Criar gallinas, conectar con ellas, aprender sobre la vida y la muerte
El placer de criar polluelos sigue siendo para la mayoría de las personas un secreto bien guardado. Sin embargo, es una de las formas de vida más acogedoras
Las gallinas son animales polifacéticos. Son fáciles de mantener, nos proporcionan abono y huevos, no ocupan mucho espacio y es divertido observarlas. Criarlas nos enseña sobre la vida y la muerte. Nos permite participar más activamente en nuestro propio ciclo alimentario, sin tener que sacrificar a otro ser vivo para hacerlo. Las gallinas nos ofrecen un punto intermedio: porque es viable tener un pequeño averío en un jardín pequeño, no tenemos que mudarnos a una granja para llevar una vida en mayor sintonía con el mundo natural. Podemos tener nuestra propia pequeña granja aquí mismo, en nuestra parcela urbana.
Para la mayoría de las personas, sin embargo, el placer de criar gallinas sigue siendo un secreto bien guardado. Anunciar que planeas criar gallinas en primavera se suele recibir con entusiasmo entre las subculturas de los amantes de los animales, los jardineros orgánicos y las personas que tengan un huerto urbano, pero habrá mucha gente a la que pueda parecerle un poco extraño. Hemos compartimentado tanto nuestras vidas, poniendo la comida en este rincón, las aficiones en este otro y las mascotas dentro de nuestras casas con calefacción, que la capacidad de combinar todos esos aspectos en un mismo lugar es algo que nos deja atónitos. Antes de los años cincuenta, criar gallinas en un huerto urbano o suburbano no era extraño, aunque, como atestigua E. B. White, la cría de gallinas es una moda que viene y va. Después de la Segunda Guerra Mundial, cuando la ciencia fue protagonista, desde la televisión al Sputnik y los antibióticos, la gallina terrestre perdió su protagonismo. Hoy volvemos a encontrarla picoteando y escarbando en los jardines urbanos más modernos de todo el mundo.

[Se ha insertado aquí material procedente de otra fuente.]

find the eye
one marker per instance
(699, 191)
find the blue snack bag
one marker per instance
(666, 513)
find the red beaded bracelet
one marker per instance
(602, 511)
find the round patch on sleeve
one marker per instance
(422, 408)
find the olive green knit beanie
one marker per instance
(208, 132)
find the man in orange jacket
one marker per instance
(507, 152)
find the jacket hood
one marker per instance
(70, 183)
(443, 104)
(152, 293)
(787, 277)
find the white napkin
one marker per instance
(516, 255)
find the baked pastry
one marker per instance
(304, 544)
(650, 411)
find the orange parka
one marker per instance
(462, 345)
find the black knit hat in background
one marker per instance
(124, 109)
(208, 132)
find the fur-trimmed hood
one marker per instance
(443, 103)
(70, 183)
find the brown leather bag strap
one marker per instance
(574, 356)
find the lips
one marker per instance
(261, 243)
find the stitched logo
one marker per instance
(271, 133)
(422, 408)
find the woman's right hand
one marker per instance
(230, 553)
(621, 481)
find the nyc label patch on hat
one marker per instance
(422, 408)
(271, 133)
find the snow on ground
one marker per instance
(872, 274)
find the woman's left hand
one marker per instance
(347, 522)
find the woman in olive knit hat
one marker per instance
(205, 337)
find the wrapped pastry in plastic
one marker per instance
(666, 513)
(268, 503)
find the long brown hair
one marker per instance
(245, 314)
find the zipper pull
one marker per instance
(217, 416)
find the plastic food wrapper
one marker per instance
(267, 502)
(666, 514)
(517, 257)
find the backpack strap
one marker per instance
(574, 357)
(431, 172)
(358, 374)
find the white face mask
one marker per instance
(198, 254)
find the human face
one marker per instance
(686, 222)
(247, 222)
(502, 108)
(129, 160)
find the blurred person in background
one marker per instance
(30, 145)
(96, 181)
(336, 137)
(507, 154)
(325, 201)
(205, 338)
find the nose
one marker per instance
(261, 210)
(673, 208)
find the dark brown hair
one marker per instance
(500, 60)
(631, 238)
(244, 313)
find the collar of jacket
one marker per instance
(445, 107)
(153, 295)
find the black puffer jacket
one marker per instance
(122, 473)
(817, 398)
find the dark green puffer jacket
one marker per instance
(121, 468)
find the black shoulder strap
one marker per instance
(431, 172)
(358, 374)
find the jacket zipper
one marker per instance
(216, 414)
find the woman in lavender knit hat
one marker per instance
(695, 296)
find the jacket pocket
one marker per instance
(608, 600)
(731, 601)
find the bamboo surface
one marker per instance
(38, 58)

Cuando era una niña, mi mejor amiga tenía gallinas en el jardín trasero. Me encantaba coger una cestita para ir a buscar huevos. Si había una gallina dentro de la caja nido, me asustaba un poco. No era lo suficientemente valiente como para meter la mano por debajo de sus cuerpos tan blandos. Tampoco era lo suficientemente valiente como para entrar en el corral. Pero era muy divertido lanzarles premios en forma de comida y ver cómo las aves peleaban y rascaban.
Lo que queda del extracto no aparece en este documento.